Bさん:いやでも〇〇だったんだよ!だからやだったんだよ。
教員:そうだったんだね。Aさん、Bさんこう言っているけどどう?
Aさん:それはわからなかった。
教員:わからなかったんだね。今、Bさんの気持ちわかったね。何か言ったほうがいいと思うことある?
Aさん:謝る。ごめんなさい。
Bさん:僕もごめんなさい。
教員:それぞれ次は〇〇に気をつけようね。
こんな状況、学校内ではよくあることでしょう。
正直これくらいのやりとりだとむしろいいほうだと思います。中には激しい裁判官もいます。
Aさんが悪いから謝ったほうがいい! みたいな笑
では、なぜ裁判官から脱却すべきなのか。
それは全てのやりとりが教員を介して行われているからです。

こんな構図です。結局、教員が取りまとめて、判断していくといったような構造になっていて、子どもたちは教員が解決してくれると思ってしまう形でしょう。この形をどのように変えると良いと思いますか?
お互いの合意形成を目指して!
重要なキーワードとしては「合意」です。
大体の場合は、謝ることが目標になってしまっているような気がします。
確かに相手が嫌なことをしたら謝罪するのは大切なことですが、物事を解決するためにはそこだけに目をむけていると対話が難しくなってくるでしょう。
なぜなら、ゴールが明確になっていないからです。それぞれが自分たちの正義をもっているため、対立してしまうのは当然です。
まず、「仲直りしたい」「今後も仲良くしたい」「喧嘩をしたくない」などお互いの合意をとるところからスタートするのです。
それができたら、あとはそこに向けてAさんとBさんが何を対話する必要があるのかが明らかになります。そして対話の形の考え方としてはこのような感じです。

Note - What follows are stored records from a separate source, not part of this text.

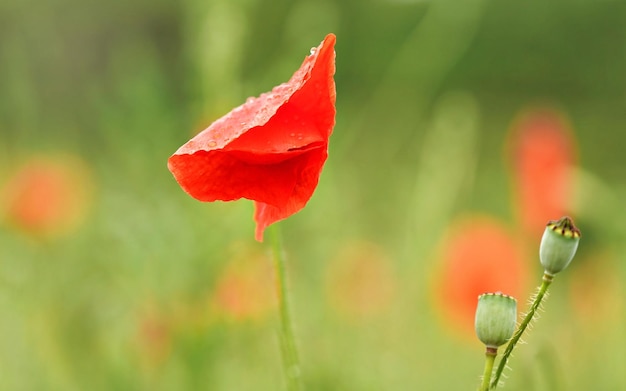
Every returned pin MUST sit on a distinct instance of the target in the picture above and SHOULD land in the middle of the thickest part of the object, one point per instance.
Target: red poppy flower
(47, 196)
(271, 149)
(479, 255)
(542, 152)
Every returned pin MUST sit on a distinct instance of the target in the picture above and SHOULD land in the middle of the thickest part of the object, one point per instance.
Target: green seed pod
(558, 245)
(496, 314)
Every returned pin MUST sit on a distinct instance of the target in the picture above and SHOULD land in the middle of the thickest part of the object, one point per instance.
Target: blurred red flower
(241, 291)
(271, 149)
(478, 256)
(47, 196)
(541, 151)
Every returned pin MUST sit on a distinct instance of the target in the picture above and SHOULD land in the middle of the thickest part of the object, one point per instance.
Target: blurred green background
(133, 285)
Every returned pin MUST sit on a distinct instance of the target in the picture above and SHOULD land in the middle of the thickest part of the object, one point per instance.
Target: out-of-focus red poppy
(242, 291)
(542, 153)
(360, 280)
(47, 196)
(478, 256)
(271, 149)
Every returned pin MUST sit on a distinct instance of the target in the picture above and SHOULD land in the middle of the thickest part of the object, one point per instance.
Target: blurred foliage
(144, 293)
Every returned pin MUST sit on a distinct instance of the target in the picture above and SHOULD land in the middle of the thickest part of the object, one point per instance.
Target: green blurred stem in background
(547, 280)
(291, 362)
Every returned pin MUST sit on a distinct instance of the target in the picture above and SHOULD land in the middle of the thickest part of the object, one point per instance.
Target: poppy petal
(271, 149)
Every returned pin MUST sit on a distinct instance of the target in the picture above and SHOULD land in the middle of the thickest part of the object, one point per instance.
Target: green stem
(291, 363)
(547, 280)
(490, 357)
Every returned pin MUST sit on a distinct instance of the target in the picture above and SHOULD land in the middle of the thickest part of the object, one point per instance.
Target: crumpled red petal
(271, 149)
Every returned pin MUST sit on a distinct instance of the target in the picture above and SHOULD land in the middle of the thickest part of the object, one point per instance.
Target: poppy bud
(558, 245)
(496, 314)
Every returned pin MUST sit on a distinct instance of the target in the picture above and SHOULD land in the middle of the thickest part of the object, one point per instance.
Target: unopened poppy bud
(558, 245)
(495, 318)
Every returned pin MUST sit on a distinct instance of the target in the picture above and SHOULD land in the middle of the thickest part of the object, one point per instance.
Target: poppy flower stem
(543, 289)
(490, 357)
(291, 362)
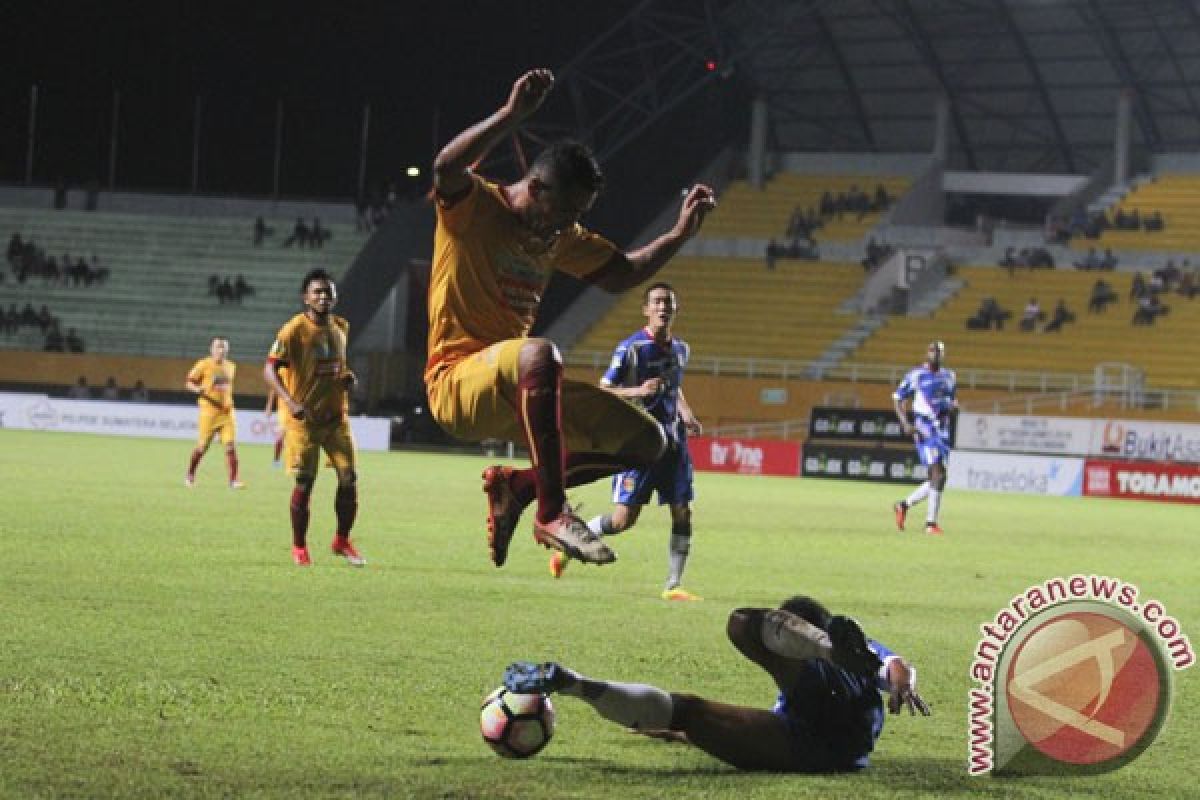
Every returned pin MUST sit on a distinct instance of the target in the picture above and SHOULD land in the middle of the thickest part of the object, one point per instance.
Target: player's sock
(677, 552)
(633, 705)
(935, 505)
(601, 525)
(193, 462)
(299, 510)
(917, 495)
(793, 637)
(539, 409)
(585, 468)
(346, 506)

対話の方向修正や困っていそうな時の支援程度の関わりがいいかと考えます。
きっと「今後も仲良くしたい」と言う合意が取れれば、それぞれ振り返りをして謝るという自己選択。自己決定に至ることでしょう。
結果、子どもたちだけで解決する成功体験を積むことができます。これが積み重なっていくと、教員がいなくても対話して解決することもでき、かつ授業でも大いに役立つことでしょう。

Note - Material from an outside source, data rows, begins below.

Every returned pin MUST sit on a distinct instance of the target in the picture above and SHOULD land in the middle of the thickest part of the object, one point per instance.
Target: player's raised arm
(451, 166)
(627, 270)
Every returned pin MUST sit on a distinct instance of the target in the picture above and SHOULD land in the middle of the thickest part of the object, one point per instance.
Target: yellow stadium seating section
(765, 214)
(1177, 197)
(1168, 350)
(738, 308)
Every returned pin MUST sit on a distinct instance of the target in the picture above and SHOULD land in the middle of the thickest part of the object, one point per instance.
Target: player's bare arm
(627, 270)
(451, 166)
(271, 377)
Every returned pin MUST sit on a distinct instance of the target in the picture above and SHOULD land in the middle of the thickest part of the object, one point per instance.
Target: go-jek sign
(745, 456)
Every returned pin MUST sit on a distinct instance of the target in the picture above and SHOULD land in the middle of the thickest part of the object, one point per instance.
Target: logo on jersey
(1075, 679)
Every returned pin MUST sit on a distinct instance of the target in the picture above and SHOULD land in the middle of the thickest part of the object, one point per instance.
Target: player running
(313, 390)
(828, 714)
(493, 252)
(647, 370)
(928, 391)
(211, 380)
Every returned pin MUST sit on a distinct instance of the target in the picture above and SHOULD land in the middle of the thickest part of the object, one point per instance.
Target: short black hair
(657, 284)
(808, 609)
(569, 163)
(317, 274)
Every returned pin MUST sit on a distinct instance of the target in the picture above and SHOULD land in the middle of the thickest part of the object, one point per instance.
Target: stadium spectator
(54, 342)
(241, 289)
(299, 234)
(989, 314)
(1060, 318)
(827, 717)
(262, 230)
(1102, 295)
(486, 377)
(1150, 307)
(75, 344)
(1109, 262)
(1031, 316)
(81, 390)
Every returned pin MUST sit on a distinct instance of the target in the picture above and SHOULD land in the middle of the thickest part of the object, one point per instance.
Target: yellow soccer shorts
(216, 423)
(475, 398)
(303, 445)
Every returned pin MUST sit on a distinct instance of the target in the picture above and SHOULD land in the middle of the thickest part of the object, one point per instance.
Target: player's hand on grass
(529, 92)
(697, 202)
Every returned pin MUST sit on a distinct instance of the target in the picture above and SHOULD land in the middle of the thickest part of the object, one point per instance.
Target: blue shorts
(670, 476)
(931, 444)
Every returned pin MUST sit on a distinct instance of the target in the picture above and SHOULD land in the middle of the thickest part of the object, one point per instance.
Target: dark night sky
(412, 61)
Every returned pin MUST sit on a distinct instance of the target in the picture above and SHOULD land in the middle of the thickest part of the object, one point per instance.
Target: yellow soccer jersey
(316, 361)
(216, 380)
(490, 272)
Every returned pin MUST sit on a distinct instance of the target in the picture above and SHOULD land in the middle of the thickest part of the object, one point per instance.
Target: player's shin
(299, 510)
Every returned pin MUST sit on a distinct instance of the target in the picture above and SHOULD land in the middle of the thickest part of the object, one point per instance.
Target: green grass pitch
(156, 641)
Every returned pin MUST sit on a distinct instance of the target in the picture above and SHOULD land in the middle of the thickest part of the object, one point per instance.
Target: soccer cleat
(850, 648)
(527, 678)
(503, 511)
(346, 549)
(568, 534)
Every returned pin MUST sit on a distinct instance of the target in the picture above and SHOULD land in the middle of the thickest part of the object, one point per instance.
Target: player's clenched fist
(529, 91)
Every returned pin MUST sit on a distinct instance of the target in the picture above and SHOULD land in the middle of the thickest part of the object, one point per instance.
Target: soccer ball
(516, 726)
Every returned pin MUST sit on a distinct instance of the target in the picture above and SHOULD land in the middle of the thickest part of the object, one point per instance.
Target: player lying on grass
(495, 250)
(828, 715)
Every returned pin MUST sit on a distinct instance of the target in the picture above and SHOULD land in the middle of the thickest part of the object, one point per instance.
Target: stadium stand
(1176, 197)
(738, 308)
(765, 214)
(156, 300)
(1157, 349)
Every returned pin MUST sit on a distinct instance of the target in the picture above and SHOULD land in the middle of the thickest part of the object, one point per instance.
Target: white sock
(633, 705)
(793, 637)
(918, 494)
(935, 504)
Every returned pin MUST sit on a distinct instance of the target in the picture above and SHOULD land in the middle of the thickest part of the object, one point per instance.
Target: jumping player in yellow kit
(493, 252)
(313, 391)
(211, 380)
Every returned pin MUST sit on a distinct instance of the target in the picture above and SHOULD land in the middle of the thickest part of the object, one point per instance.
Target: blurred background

実は、秘伝の書②の「感情をコントロールする力」も必要になりますが、そこについてはまた今後まとめたいと思います。
ちなみに、5月あたりに2年生の子どもたちにこのような形で行ったところ、とんでもなくスムーズに仲直りしました。
正直子どもたちによって、難しさなどあると思いますが、とにかく体験を積み重ねることが必要ですので、ぜひやってみてほしいです。
まとめ
秘伝の書①
自分たちで対話をして物事を解決する力
- 裁判官からの脱却
- お互いの合意形成を目指して!
ぜひ対話する体験をたくさん積み重ねて、秘伝の書①を身につけていきましょう!
また、改めて子どもたちへの関わり方や子どもたち同士での対話の仕方について、考えるきっかけになると嬉しいです。

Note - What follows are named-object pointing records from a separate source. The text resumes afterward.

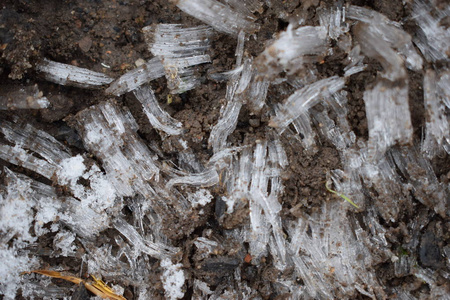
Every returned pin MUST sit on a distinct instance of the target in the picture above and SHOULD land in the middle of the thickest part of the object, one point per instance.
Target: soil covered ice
(224, 149)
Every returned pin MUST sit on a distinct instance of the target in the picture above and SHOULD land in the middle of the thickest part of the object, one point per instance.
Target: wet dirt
(106, 36)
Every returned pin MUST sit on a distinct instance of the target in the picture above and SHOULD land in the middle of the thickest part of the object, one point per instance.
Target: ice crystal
(437, 134)
(433, 38)
(27, 97)
(133, 79)
(173, 279)
(288, 50)
(179, 49)
(305, 98)
(71, 75)
(218, 15)
(388, 117)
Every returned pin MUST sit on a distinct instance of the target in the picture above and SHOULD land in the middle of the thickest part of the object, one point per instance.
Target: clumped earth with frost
(188, 149)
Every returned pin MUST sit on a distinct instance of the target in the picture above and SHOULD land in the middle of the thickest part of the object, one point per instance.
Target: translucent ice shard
(179, 49)
(70, 75)
(328, 239)
(437, 130)
(27, 138)
(110, 133)
(246, 7)
(433, 38)
(288, 50)
(388, 117)
(131, 80)
(230, 112)
(334, 21)
(173, 279)
(206, 178)
(218, 15)
(24, 97)
(373, 45)
(305, 98)
(156, 250)
(159, 118)
(390, 32)
(252, 175)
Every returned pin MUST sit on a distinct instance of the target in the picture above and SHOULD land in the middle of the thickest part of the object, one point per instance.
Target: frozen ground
(204, 149)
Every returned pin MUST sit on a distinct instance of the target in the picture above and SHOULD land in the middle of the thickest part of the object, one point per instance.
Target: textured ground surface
(106, 36)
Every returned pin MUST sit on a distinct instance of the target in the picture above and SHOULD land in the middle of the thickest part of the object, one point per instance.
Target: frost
(173, 279)
(200, 198)
(23, 97)
(64, 242)
(388, 117)
(110, 133)
(179, 49)
(71, 169)
(305, 98)
(383, 28)
(70, 75)
(159, 118)
(230, 111)
(218, 15)
(153, 249)
(332, 248)
(437, 130)
(433, 38)
(133, 79)
(13, 262)
(288, 50)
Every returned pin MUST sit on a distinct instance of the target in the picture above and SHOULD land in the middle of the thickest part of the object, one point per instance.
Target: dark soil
(106, 36)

最後に余談。合意形成というワードが出てきたので一言。
教育の目指すところの合意形成は、正直教育現場で必ずやったほうがいいと考えています。経験年数を重ねていくとバラバラになりやすく、別の方向を向いて子どもたちと関わることになります。ここについては考えを今後共有していきたいと思っています。